C’è poi chi ci mette la faccia, i tacchi, la barba o la pancia come Marco Scicchitano, Costanza Miriano, padre Maurizio Botta e (ancora) Mario Adinolfi: quattro “moschettieri” che girano l’Italia per combattere contro la barbarie dei falsi miti di questo nuovo illuminismo; oppure chi ci mette – e ci rimette! – la voce, come il professore Massimo Gandolfini (centinaia le sue conferenze in giro per l’Italia) o l’avvocato Amato, presidente dei Giuristi per la Vita, che a dire di qualcuno è sempre più afono a causa dei suoi numerosi incontri per smascherare – dal punto di vista giuridico – le trame e i sofismi di questo nemico (vedi alla voce: “disegno di legge Scalfarotto”).

A combattere questa battaglia c’è anche chi si trova in ruoli di governo all’interno della Chiesa come il cardinale Bagnasco che, con decisione e coraggio, ha parlato delle teorie gender come “una vera dittatura” invitando i genitori a “non farsi intimidire” ed a “reagire con determinazione” (…); altri suoi “colleghi” anche se con meno veemenza o più timidezza (al punto di arrivare a vergognarsi e chiedere scusa) anno espresso il loro diraccordo ed hanno iniziato ad alzare la voce.

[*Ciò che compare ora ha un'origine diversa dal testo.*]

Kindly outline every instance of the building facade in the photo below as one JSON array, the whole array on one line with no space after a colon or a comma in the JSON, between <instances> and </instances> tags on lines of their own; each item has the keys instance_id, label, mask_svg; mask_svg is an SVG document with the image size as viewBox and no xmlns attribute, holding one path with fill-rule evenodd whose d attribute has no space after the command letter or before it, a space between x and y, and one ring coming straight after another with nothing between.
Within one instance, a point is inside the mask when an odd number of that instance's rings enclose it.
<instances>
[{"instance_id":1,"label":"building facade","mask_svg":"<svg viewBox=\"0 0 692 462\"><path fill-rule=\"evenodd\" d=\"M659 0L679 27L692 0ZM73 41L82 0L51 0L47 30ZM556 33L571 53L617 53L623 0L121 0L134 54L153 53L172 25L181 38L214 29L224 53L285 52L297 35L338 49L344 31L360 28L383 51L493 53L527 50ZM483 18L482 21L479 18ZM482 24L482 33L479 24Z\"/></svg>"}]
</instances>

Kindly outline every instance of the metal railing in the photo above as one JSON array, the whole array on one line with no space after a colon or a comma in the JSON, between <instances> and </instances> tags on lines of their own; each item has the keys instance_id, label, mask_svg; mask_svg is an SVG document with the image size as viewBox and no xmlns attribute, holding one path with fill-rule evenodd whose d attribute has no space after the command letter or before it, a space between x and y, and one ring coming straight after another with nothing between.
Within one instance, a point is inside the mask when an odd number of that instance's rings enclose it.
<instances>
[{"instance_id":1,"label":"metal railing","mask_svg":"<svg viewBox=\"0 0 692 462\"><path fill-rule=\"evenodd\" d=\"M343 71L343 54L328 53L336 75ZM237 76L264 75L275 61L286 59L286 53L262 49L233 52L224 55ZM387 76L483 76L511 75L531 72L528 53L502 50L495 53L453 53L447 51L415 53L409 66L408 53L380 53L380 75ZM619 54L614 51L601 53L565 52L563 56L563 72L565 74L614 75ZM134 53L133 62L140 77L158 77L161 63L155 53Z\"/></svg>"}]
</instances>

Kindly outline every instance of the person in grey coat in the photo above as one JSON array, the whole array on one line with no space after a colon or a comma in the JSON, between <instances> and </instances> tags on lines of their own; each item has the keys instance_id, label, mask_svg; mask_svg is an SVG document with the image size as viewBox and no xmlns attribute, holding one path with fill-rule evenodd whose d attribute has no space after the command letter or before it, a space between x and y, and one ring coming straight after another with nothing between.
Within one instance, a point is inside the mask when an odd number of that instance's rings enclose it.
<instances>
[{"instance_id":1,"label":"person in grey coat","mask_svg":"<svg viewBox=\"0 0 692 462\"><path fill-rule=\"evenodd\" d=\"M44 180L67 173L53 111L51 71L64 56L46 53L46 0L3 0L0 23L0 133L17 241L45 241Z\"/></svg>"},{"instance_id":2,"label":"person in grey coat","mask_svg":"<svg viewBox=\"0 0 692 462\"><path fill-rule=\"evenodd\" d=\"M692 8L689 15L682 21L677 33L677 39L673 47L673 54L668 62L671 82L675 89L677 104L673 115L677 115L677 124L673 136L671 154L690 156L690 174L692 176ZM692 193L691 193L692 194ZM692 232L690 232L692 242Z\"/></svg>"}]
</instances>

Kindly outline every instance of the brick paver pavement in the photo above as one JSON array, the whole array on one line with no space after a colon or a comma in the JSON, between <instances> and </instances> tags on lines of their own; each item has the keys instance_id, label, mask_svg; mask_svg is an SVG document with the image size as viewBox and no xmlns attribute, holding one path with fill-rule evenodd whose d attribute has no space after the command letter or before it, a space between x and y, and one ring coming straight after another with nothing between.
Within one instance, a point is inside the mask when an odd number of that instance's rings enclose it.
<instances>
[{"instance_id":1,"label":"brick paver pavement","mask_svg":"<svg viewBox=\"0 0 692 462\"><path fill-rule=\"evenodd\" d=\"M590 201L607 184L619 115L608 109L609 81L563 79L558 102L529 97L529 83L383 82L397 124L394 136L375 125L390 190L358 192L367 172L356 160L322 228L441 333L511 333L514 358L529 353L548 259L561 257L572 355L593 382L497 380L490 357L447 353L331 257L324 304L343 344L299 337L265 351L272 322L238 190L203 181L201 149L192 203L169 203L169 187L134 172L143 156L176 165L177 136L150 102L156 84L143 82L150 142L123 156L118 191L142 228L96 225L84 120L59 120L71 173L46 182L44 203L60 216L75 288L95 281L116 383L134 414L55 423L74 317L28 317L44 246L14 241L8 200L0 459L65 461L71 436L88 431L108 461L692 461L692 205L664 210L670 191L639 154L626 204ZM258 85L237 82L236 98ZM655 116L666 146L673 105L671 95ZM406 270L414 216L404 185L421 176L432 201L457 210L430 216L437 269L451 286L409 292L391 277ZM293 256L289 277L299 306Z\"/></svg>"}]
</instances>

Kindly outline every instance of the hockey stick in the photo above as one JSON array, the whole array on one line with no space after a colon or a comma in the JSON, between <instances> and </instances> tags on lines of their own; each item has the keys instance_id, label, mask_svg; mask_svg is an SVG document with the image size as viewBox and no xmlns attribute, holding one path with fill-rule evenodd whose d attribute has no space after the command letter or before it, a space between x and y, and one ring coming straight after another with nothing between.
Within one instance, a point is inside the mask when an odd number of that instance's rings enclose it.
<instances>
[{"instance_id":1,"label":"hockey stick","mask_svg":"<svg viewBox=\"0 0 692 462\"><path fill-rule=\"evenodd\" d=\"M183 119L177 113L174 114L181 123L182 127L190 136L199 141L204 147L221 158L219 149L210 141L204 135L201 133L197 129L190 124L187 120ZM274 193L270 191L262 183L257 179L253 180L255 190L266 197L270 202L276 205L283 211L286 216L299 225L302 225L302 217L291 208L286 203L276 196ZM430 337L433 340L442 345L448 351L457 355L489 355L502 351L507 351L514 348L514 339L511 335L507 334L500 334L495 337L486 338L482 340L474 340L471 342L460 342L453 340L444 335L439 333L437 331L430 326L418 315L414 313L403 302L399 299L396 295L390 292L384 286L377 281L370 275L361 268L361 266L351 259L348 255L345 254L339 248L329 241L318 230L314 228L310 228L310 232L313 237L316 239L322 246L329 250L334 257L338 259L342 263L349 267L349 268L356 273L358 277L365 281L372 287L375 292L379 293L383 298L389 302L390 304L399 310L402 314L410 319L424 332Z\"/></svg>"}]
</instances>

Non c’è limite di età per entrare nelle fila di questo esercito: per questo un lavoro fondamentale lo svolge un anziano tedesco: Benedetto XVI, il primo “papa emerito” della storia della Chiesa che, nel “recinto di Pietro” prega per la Chiesa affinché stia salda nella fede, affinché la Barca di Pietro non naufraghi sotto i burrascosi venti del relativismo.

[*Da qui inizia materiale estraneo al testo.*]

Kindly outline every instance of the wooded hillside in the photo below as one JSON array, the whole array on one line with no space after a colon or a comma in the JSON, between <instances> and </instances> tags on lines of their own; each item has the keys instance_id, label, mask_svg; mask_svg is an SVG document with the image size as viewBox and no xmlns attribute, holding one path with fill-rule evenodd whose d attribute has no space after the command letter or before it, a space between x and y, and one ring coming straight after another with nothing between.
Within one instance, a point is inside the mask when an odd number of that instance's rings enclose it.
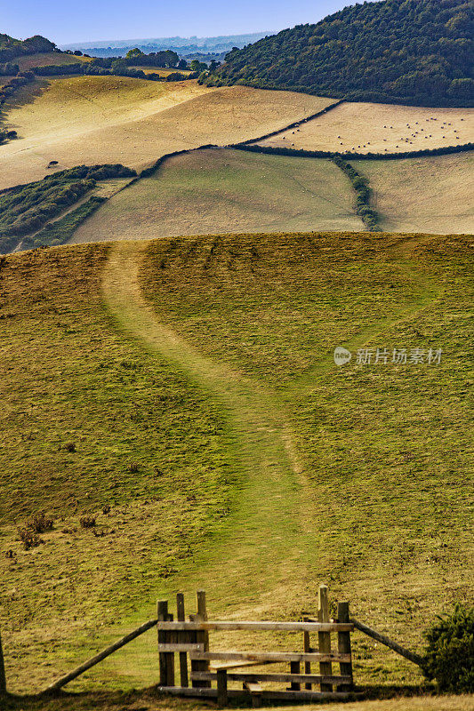
<instances>
[{"instance_id":1,"label":"wooded hillside","mask_svg":"<svg viewBox=\"0 0 474 711\"><path fill-rule=\"evenodd\" d=\"M206 80L351 100L473 106L474 6L384 0L233 50Z\"/></svg>"}]
</instances>

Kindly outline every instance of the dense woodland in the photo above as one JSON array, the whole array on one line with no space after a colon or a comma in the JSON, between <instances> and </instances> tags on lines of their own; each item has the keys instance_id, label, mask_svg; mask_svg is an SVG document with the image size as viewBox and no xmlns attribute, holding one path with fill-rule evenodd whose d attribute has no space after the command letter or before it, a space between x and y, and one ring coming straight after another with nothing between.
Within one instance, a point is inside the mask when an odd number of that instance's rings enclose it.
<instances>
[{"instance_id":1,"label":"dense woodland","mask_svg":"<svg viewBox=\"0 0 474 711\"><path fill-rule=\"evenodd\" d=\"M233 50L207 78L352 100L473 106L474 5L384 0Z\"/></svg>"},{"instance_id":2,"label":"dense woodland","mask_svg":"<svg viewBox=\"0 0 474 711\"><path fill-rule=\"evenodd\" d=\"M34 37L20 40L9 35L0 34L0 62L12 61L25 54L36 54L39 52L53 52L56 45L49 39L35 35Z\"/></svg>"}]
</instances>

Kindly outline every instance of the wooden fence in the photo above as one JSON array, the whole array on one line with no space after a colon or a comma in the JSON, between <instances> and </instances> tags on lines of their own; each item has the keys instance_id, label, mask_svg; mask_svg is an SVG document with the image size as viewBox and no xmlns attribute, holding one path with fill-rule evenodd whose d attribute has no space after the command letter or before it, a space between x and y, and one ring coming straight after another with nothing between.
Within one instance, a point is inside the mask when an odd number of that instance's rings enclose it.
<instances>
[{"instance_id":1,"label":"wooden fence","mask_svg":"<svg viewBox=\"0 0 474 711\"><path fill-rule=\"evenodd\" d=\"M213 621L207 617L205 593L197 593L197 612L185 619L184 597L176 600L176 619L168 602L157 607L159 691L176 696L217 699L221 707L229 698L250 695L253 706L261 699L342 700L353 695L352 655L349 603L337 606L337 619L329 615L326 586L319 587L317 621ZM219 651L211 647L214 631L270 631L301 635L302 649L295 651ZM336 642L333 646L332 635ZM179 655L179 683L176 659ZM286 671L237 671L248 667L288 666ZM339 674L334 666L339 666ZM213 684L215 684L213 686ZM232 684L237 688L229 688ZM283 684L283 688L281 687ZM285 686L289 684L289 686Z\"/></svg>"},{"instance_id":2,"label":"wooden fence","mask_svg":"<svg viewBox=\"0 0 474 711\"><path fill-rule=\"evenodd\" d=\"M350 618L349 603L339 603L336 609L336 618L331 619L327 587L322 585L319 587L317 614L314 617L305 617L296 622L213 621L207 617L205 593L199 590L197 612L186 619L184 595L178 593L176 619L168 611L168 601L159 600L155 619L141 625L57 679L44 690L44 693L57 692L155 627L158 633L157 690L175 696L215 699L221 707L225 707L229 699L242 699L243 696L250 697L253 706L260 706L262 699L343 700L358 696L354 693L352 678L350 635L354 629L376 639L414 664L422 665L423 660L418 654ZM267 651L261 650L261 645L255 645L255 649L251 651L211 648L210 633L219 631L294 634L300 635L302 649ZM269 672L268 667L273 665L279 665L279 667ZM251 667L254 668L249 671ZM0 639L0 698L5 694Z\"/></svg>"}]
</instances>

A capo di tutti c’è un argentino divenuto molto celebre, da un anno a questa parte, col nome di Francesco; il Papa, che ha ricordato la necessità e il diritto ad avere una mamma ed un papà e ha condannato la “manipolazione educativa” e il rischio che la scuola diventi un “campo di rieducazione”.

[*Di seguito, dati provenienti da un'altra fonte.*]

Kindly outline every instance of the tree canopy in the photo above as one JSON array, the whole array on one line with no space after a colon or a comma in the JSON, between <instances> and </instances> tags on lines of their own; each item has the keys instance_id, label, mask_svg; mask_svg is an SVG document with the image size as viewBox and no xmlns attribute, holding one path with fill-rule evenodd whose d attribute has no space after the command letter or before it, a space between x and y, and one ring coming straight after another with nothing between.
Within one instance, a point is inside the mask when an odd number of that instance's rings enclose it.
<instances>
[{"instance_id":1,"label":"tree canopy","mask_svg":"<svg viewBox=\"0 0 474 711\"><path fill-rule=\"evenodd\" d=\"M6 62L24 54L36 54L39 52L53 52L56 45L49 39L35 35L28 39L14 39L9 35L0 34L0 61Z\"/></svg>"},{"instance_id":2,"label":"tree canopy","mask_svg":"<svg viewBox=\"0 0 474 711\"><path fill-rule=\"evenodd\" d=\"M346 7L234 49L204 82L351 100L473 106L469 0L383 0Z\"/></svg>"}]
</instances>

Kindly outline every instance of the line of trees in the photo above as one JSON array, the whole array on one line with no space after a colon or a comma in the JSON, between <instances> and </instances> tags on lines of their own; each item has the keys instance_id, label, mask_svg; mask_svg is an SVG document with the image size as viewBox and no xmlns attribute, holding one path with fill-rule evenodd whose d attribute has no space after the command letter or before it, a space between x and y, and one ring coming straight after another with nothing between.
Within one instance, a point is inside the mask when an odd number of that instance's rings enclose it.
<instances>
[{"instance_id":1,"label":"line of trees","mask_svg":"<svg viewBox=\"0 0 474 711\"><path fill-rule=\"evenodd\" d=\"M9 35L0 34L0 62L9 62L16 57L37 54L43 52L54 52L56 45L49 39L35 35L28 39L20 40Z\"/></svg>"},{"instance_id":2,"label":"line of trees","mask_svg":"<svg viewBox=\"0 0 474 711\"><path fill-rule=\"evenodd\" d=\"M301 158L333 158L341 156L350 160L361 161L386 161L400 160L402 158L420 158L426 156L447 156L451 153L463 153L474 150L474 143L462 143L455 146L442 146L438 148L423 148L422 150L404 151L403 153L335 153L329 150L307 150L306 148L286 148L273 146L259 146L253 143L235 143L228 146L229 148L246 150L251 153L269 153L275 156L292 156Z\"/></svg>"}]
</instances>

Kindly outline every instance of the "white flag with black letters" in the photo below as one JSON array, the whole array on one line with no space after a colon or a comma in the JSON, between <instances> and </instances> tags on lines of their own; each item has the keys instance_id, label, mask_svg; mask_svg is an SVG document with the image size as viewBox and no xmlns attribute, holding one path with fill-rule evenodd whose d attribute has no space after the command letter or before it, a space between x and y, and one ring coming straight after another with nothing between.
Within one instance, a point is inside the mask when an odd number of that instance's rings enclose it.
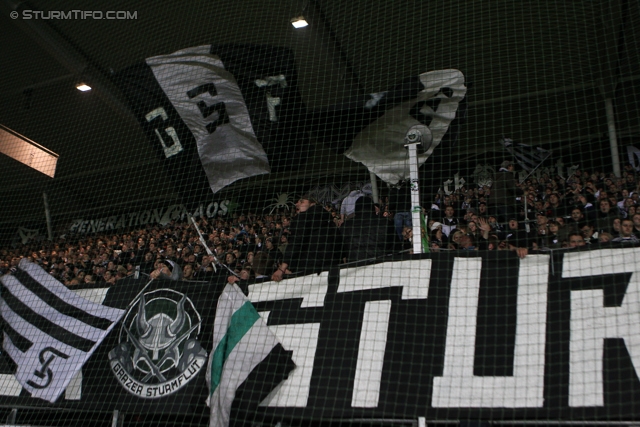
<instances>
[{"instance_id":1,"label":"white flag with black letters","mask_svg":"<svg viewBox=\"0 0 640 427\"><path fill-rule=\"evenodd\" d=\"M305 106L289 49L190 47L147 58L114 81L189 211L235 181L304 162Z\"/></svg>"},{"instance_id":2,"label":"white flag with black letters","mask_svg":"<svg viewBox=\"0 0 640 427\"><path fill-rule=\"evenodd\" d=\"M529 173L537 169L551 155L549 150L527 144L514 144L509 138L504 138L502 145L513 155L518 165Z\"/></svg>"},{"instance_id":3,"label":"white flag with black letters","mask_svg":"<svg viewBox=\"0 0 640 427\"><path fill-rule=\"evenodd\" d=\"M423 73L391 91L372 94L365 109L382 108L384 114L355 136L345 156L390 184L409 178L407 132L422 134L422 165L447 133L466 92L464 75L451 69Z\"/></svg>"},{"instance_id":4,"label":"white flag with black letters","mask_svg":"<svg viewBox=\"0 0 640 427\"><path fill-rule=\"evenodd\" d=\"M3 347L16 379L55 402L124 310L87 301L26 259L0 282Z\"/></svg>"}]
</instances>

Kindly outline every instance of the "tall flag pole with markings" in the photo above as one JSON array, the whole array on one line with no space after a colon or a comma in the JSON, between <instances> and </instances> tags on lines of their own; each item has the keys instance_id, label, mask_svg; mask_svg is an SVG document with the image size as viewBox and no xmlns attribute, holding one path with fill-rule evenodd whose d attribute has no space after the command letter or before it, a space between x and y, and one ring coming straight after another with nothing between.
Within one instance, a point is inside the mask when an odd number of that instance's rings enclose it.
<instances>
[{"instance_id":1,"label":"tall flag pole with markings","mask_svg":"<svg viewBox=\"0 0 640 427\"><path fill-rule=\"evenodd\" d=\"M207 367L209 425L228 426L234 399L265 398L294 368L292 352L284 349L251 301L237 285L227 285L218 299ZM262 387L244 390L251 378L259 378Z\"/></svg>"},{"instance_id":2,"label":"tall flag pole with markings","mask_svg":"<svg viewBox=\"0 0 640 427\"><path fill-rule=\"evenodd\" d=\"M0 282L3 347L15 377L31 396L55 402L124 310L87 301L26 259Z\"/></svg>"},{"instance_id":3,"label":"tall flag pole with markings","mask_svg":"<svg viewBox=\"0 0 640 427\"><path fill-rule=\"evenodd\" d=\"M308 136L293 53L206 45L114 77L186 208L251 176L300 167Z\"/></svg>"}]
</instances>

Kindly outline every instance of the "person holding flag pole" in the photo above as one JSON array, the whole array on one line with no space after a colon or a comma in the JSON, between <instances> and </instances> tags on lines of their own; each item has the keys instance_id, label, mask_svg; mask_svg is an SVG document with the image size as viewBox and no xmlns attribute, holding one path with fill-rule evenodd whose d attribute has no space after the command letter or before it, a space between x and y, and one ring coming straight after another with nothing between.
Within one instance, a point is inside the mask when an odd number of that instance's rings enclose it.
<instances>
[{"instance_id":1,"label":"person holding flag pole","mask_svg":"<svg viewBox=\"0 0 640 427\"><path fill-rule=\"evenodd\" d=\"M407 147L409 151L409 176L411 179L411 220L413 228L414 254L429 252L429 241L425 226L425 224L427 223L427 219L422 213L422 208L420 206L420 186L418 184L419 178L417 146L419 144L422 144L422 132L418 130L418 127L421 127L423 129L426 128L424 126L413 126L411 129L409 129L405 137L405 147Z\"/></svg>"}]
</instances>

A combattere questa battaglia, infine, ci sono Marco, Anna, Nicola, Sara, Gabriele, Antonio, Maria, Francesco, Vincenzo, Sara, Giuliano, Laura, Simone, Cristiana, Giacomo, Chiara, Alice… un esercito di persone di buona volontà, di nonni, di mamme e di papà, che non vogliono piegarsi alla dittatura del pensiero unico, a questa nuova tirannia proclamata da più parti come sana e liberatoria per l’uomo; che non vogliono inginocchiarsi davanti alla statua che, qualsiasi nome si dia, pretende onore e sottomissione a cambio di un pugno di piacere. C’è un esercito di fedeli che prega e combatte senza stancarsi, per ricordare al mondo e trasmettere alle generazioni future la bellezza della creazione (“maschio e femmina li creò”), la bellezza della famiglia, la sacralità della vita e la sacralità del corpo umano e della sessualità.

famigliaIn ultimo abbiamo tanti santi in paradiso, che hanno lasciato nel mondo una testimonianza viva e che ora combattono per noi con la loro intercessione e la loro presenza; nominarli tutti sarebbe impossibile ma scegliere dei santi protettori contro la cultura del gender sarebbe come chiedere loro un aiuto speciale: penso a san Paolo VI (il papa della Humanae Vitae), a san Giovanni Paolo II (il papa della famiglia), a san Tommaso Moro (marito, padre e… giurista per la vita), a tutti i coniugi santi, in primis Giuseppe e Maria di Nazaret, oppure i  coniugi Beltrame Quattrocchi o i beati Louis e Zelie Martin (i genitori di santa Teresina). Penso a Chiara Corbella la cui storia di coraggio e di fede ha commosso milioni di italiani, molti dei quali si sono affidati alla sua speciale protezione. Penso poi, al quel genio inglese di Gilbert Chesterton, così necessario ieri come oggi, benché non (ancora) elevato agli onori degli altari, ispira molti con la sua sana dottrina, la sua filosofia, la sua fede: mostrando la semplicità, la ragionevolezza e la innegabilità della verità ed incoraggiando ad “accendere fuochi” per testimoniare che “due più due fa quattro”.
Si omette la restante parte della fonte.